Among the top issues still in play is the question of taxes. The law allows insurers to remove federal and state taxes and regulatory and licensing fees from the medical loss ratio calculation. But what does that cover? Over the summer, several Democratic members of Congress involved in drafting the law wrote a letter to Sebelius stating that their intent had been to exclude only federal taxes and fees "that relate specifically to revenue derived from the provision of health insurance coverage that were included in the [law]." That would force insurers to count as administrative expenses whole categories of taxes, such as those they pay on investment income and capital gains. Insurers cried foul, accusing Democrats of trying to illegally rewrite the law after the fact.

In a portion of the draft rules the NAIC signed off on in August, commissioners used an expansive definition of the taxes that insurers can exclude.

Consumer advocates are hoping that the commissioners or Sebelius will ultimately opt for a stricter interpretation, said Carmen Balber, Washington director of the nonprofit group Consumer Watchdog.

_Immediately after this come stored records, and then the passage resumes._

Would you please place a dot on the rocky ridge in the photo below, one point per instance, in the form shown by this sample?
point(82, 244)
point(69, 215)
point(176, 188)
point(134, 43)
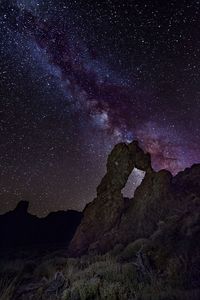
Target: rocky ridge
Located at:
point(110, 219)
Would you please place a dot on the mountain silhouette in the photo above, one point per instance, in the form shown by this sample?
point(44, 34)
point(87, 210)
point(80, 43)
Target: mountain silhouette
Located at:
point(20, 228)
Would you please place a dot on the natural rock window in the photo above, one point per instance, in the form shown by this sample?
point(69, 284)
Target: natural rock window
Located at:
point(134, 180)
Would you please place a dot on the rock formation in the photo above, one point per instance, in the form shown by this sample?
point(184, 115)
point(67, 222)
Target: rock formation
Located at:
point(110, 219)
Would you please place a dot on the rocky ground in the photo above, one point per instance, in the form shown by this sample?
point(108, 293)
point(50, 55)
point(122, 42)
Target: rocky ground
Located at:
point(147, 247)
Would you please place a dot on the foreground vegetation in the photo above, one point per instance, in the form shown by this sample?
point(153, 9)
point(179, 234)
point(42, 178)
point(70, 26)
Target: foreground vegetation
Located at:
point(123, 273)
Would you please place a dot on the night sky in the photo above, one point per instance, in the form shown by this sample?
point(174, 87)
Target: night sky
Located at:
point(78, 76)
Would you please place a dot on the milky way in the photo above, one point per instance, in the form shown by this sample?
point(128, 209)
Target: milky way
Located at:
point(77, 77)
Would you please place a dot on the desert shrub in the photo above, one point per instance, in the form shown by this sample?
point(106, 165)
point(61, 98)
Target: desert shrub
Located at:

"At the end of the day, how much money health insurers are able to exclude from the amount they have to pay on health care will determine whether or not the health law's mandate that more money go to patient care is really enacted," she said.

Still, on most other questions, Balber said she was pleased with the NAIC's direction. For instance, the current draft requires insurers to meet the medical loss ratio for each separate plan they offer, rather than allowing them to lump all plans across states or types together in one aggregate calculation.

Similarly, in the related draft rules finalized this summer, the NAIC decided that insurers must count as administrative much of the cost of their anti-fraud efforts, as well as compliance with the law's mandate that insurers vastly simplify how procedures are coded.

Karen Ignagni, president of America's Health Insurance Plans, one of the insurance industry's most prominent trade groups, said she hopes the NAIC or HHS will revisit both issues. Fraud detection, she noted, can involve tracking doctors who prescribe inappropriate and even dangerous medications and tests. Simplified coding offers not only insurers but doctors a more complete picture of a patient's treatment history as they consider how to move forward.

"These are issues that are very much associated with how we improve and maintain quality," Ignagni said.

Insurers are also pushing the NAIC and HHS to come up with more-specific guidelines to exempt certain plans from the medical loss ratio requirements or phase them in more slowly than called for by the law. Otherwise, all plans created after the law's adoption - with the exception of those fully funded by employers - will be required to comply starting Jan. 1 and send rebate checks to their customers in 2012 for any profits or non-health expenditures above 15 to 20 percent of premiums they collect in 2011.

Several state insurance commissioners have already indicated that they believe waivers will be necessary to keep insurers in their markets viable.